Food fraud in Canada

I love Canada except for the ridiculous sub-zero temperatures we get here in the winter-Powell and Chapman can attest to this having lived in Ontario.
Canada is not immune to food fraud and with increase testing of food products, we’ll see just how bad it is. A study conducted by Sylvain Charlebois, the dean of the Faculty of Management and professor in food distribution and policy at Dalhousie University indicates that more than 40 per cent of Canadians believe to have been victims of food fraud already.

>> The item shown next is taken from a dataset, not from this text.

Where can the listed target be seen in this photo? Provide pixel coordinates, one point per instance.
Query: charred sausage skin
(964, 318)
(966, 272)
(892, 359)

Earth provides enough to satisfy every man’s needs, but not every man’s greed. – Mahatma Gandhi

Liam Casey of the Globe and Mail writes

A federally funded study has found that 20 per cent of sausages sampled from grocery stores across Canada contained meats that weren’t on the label.
The study, published this week in the journal Food Control, was conducted by researchers at the University of Guelph and commissioned by the Canadian Food Inspection Agency.
It examined 100 sausages that were labelled as containing just one ingredient – beef, pork, chicken or turkey.
“About one in five of the sausages we tested had some off-label ingredients in them, which is alarming,” said Robert Hanner, lead author of the study and an associate professor with the Biodiversity Institute of Ontario at the University of Guelph.
The CFIA reached out to Prof. Hanner for the study after the European horse meat scandal in 2013, where food labelled as beef was found to have horse meat – in some cases beef was completely substituted by horse meat.
The goal of the study, the federal food regulator said, was to examine scientific methods used by Prof. Hanner to see if the CFIA could use them in its regulatory practices. The scientific tools showed promising results, the CFIA said.
Seven of 27 beef sausages examined in the study contained pork. One of 38 supposedly pure pork sausages contained horse meat. Of 20 chicken sausages, four also contained turkey and one also had beef. Five of the 15 turkey sausages studied contained no turkey at all – they were entirely chicken.
None of the sausages examined contained more than one other type of meat in addition to the meat the sausage was meant to contain, Prof. Hanner said, noting, however that researchers were only testing for turkey, chicken, pork, beef and horse.
“The good news is that typically beef sausages predominantly contain beef, but some of them also contain pork, so for our kosher and halal consumers, that is a bit disconcerting,” Prof. Hanner said.

The undeclared meats found weren’t trace levels, Prof. Hanner noted.
“The levels we’re seeing aren’t because the blades on a grinder aren’t perfectly clean,” he said, adding that many of the undeclared ingredients found in the sausages were recorded in the range of 1 per cent to 5 per cent.
More than one per cent of undeclared ingredients indicates a breakdown in food processing or intentional food fraud, Prof. Hanner explained.